Microbial 'omics

Brought to you by

# Microbial 'Omics: An introduction

### a post by A. Murat Eren (Meren)

On this page you will find some of the reusable material Meren Lab has developed to communicate key concepts in microbial ‘omics. Please note that this is an evolving resource, and do not hesitate to get in touch with us if you have any questions or suggestions.

## Motivation

During the Spring semester of 2019, I started a new undergraduate course at the University of Chicago on microbial ‘omics with the following description (the rest of the syllabus is here):

Every ecological niche our planet has to offer, including the human body itself, is home to an astonishing number of microbial cells that form complex communities. The last several years witnessed tremendous advances in molecular and computational approaches which now offer unprecedented access to these communities through new 'omics strategies.
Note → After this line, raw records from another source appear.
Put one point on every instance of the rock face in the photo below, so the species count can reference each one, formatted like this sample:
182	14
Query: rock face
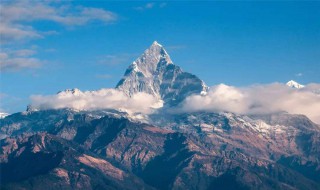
185	151
154	73
109	149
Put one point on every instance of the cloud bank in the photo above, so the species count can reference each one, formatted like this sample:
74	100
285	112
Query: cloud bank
96	100
258	99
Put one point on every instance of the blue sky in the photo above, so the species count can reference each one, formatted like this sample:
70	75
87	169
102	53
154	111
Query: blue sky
50	46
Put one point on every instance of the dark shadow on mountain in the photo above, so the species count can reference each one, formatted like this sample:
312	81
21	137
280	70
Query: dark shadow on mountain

Developing an overall understanding of these strategies -including the ability to identify their appropriate applications and shortcomings- has quietly become a de facto necessity in the journey of an independent life scientist. The primary aim of this course is to empower its participants and enable them to study the ecology, evolution, and functioning of naturally occurring microbial populations. Through equal proportions of theory and practice, the participants will use state-of-the-art computational methods to work with real-world microbial data and recognize the current conceptual framework that helps us wrap our collective mind around the most diverse form of life on our planet.
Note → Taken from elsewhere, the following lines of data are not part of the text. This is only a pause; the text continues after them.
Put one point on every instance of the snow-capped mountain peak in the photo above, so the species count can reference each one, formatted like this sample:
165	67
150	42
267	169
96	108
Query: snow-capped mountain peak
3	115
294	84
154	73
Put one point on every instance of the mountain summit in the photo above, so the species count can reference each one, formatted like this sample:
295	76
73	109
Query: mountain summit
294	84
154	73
Offering a deep appreciation of the fundamental concepts in microbial ‘omics during the undergraduate journey of future life scientists is critical for two reasons. One, most microbial ‘omics strategies are connected to one another, and two, classical undergraduate training in life sciences does not include adequate exposure to the basic principles behind commonly used computational strategies of data-enabled microbiology.

For a detailed communication of concepts in microbial ‘omics, I started creating animations on my tablet computer and used them during the course. Advancing through these animations slide-by-slide created enough room for questions and discussions to elucidate ecological and evolutionary interpretations of primary forms of data. My motivation to make these animations publicly available was to ensure that they are accessible to others who may be interested in using them to teach these concepts in a similar fashion (PowerPoint slides for each animation is also available underneath every animation).

I am aware that while the raw form of these animations may be helpful for experts to teach others, they are not quite useful for students to learn these concepts by themselves without expert guidance. I am hoping to create narrated versions of these animations in the future to explain the meaning and significance of each step.

Resources on this page represent a fraction of the material we have developed for this course. We are hoping to advance its contents over time. Please feel free to share your invaluable suggestions.

## Concepts

The following sections describe each concept with a short summary of how I used them during the course. Please feel free to use any of the PowerPoint files in your own presentations, or let me know if you would like to chat about their interpretations.

Metagenomic read recruitment is one of the most commonly used strategies in microbial ‘omics. The animation aims to support a discussion on non-specific read recruitment, coverage versus detection, and the association between read recruitment statistics and population genetics.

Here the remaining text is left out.